Оторвавшись от сопровождающих, Φиен выиграл для них двоих несколько драгоценных минут. Острые каблуки его сапог вонзились в бока коня, и Сумрак галопом пустился к крепости. Завидев бегущую женщину, всадник устремился к ней. Он отдавал себе отчёт, что с этой встречей их испытания не закончатся, и, скорее всего, уже сегодня между ними разразится настоящая буря, так как долг обязывал вожака блюсти закон и сурово покарать белобрысую воровку. Но, дьявол! Пусть это случится позже. Сейчас на несколько коротких минут он ревностно украдёт Лайнеф для себя одного у всего грёбанного мира и обретёт своё вожделенное сокровище. Её одуряющий аромат, этот богатый запах женской плоти, страсти и непокорности отзовётся в нём возбуждением, только ему горящий янтарными всполохами взор на миг признается в откровенном обожании, не умаляя притом достоинства гордой воительницы, а трепетный рот приглушенно зашепчет, что не время и не место, в разрез словам подставляясь под его поцелуи, пока обветренными солёным ветром губами он завладеет её шеей и лицом.

Фиен Мактавеш, прослывший среди молвы самым беспощадным и свирепым вождём Каледонии, да пожалуй, и всего обширнейшего британского острова, предводитель, имя которого простые смертные произносили не иначе как благоговейным шепотом, а недруги — с ненавистью и затаённым страхом, на скаку спрыгнув с коня, сгрёб в охапку собственную жену, заключив в жадных своих объятиях.

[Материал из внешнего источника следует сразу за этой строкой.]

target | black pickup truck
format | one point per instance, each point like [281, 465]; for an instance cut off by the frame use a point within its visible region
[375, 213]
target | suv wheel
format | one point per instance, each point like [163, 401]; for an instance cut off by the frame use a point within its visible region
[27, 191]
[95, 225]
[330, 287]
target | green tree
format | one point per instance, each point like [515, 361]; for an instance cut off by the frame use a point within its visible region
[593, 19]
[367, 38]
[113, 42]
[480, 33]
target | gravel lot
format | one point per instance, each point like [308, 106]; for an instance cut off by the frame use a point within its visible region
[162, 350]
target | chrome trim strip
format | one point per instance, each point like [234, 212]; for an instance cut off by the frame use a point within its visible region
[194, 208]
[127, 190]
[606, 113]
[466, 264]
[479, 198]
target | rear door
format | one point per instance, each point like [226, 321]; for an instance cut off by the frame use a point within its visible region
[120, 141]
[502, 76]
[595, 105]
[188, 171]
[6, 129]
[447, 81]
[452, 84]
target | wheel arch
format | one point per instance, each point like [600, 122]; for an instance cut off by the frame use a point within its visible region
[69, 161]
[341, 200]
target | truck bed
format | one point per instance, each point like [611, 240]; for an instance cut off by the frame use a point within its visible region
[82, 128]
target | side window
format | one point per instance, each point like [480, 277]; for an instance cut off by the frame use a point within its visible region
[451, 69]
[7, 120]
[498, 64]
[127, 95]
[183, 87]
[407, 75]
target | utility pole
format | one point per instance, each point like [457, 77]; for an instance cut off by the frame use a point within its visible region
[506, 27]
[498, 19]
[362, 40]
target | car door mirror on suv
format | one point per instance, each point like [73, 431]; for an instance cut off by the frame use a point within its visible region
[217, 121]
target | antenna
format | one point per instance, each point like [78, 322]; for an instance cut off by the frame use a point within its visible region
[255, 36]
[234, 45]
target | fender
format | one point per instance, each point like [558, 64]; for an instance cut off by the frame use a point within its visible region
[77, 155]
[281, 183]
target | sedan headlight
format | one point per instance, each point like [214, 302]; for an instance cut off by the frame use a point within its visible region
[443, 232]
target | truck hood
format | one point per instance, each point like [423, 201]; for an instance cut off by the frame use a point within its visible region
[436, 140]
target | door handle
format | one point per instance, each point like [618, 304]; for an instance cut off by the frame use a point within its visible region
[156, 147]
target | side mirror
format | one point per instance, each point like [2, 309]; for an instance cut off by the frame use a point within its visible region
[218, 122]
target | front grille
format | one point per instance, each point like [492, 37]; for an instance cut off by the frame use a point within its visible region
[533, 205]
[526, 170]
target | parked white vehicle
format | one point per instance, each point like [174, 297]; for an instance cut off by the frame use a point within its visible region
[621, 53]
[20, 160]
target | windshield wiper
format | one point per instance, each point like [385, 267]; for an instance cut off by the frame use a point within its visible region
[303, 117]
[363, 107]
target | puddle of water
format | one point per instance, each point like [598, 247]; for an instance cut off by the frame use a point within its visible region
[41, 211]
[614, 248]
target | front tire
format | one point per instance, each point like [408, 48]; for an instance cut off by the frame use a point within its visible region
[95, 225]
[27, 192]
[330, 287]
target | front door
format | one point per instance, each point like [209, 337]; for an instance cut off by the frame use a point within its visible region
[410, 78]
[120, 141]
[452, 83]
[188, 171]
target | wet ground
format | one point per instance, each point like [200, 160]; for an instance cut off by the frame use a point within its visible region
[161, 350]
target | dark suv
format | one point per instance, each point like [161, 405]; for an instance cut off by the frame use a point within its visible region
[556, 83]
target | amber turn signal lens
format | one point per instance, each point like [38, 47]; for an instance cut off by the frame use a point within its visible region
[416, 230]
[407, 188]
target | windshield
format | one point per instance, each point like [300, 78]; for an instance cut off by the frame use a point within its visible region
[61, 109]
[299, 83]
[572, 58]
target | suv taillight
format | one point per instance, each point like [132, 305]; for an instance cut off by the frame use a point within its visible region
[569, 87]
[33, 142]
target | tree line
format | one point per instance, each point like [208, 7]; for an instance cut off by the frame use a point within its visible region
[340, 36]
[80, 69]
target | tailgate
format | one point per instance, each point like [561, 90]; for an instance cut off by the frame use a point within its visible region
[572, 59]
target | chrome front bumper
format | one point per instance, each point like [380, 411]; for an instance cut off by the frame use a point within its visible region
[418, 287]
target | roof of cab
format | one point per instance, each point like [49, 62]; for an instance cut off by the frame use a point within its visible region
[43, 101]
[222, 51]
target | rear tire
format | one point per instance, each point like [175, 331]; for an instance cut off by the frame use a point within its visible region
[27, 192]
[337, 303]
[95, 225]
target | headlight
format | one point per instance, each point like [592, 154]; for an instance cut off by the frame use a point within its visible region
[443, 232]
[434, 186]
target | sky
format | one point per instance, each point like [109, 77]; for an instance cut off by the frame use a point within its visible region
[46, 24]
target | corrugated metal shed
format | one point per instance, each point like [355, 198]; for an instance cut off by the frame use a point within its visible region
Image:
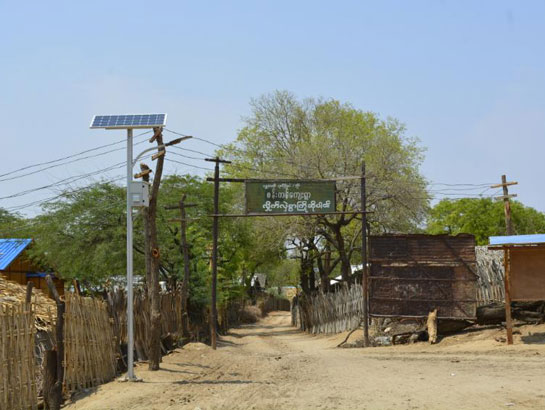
[10, 249]
[517, 239]
[411, 275]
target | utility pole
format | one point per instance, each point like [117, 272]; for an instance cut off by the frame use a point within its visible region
[506, 196]
[507, 254]
[215, 227]
[185, 251]
[365, 282]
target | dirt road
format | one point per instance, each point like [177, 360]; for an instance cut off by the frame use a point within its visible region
[270, 365]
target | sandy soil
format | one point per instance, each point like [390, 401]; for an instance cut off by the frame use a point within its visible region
[270, 365]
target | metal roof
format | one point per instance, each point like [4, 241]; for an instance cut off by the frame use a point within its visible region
[10, 249]
[517, 239]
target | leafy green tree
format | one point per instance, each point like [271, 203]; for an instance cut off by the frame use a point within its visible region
[288, 138]
[483, 218]
[82, 234]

И на недолгое время, а может, именно в нём, в этом незначительном промежутке между «до» и «после» заключается самая настоящая бесконечность, всё остальное исчезло для них обоих. Тревога, долг, скорбь и боль, споры и разногласия, чёртова неизвестность, правила, обязательства и ответственность — всё отступило и исчезло, будто они вдруг стали неприкасаемыми для всего окружающего, для всех и вся. Остались лишь он и она. Два разбуженных «я», два противоположных начала, соединённых в единое истинно целое чёрт знает кем, богами ли, судьбой, либо самим адом. Не в этом ли всемогущество любви? Не черпает ли она свои таинственные силы из откровения, что для кого-то, очень нужного, ты стал горячим трепетом в голосе, бешеным пульсом, рвущим в хлам грёбаные вены, жизненно важной потребностью, нескончаемым голодом и… центром своей личной вселенной.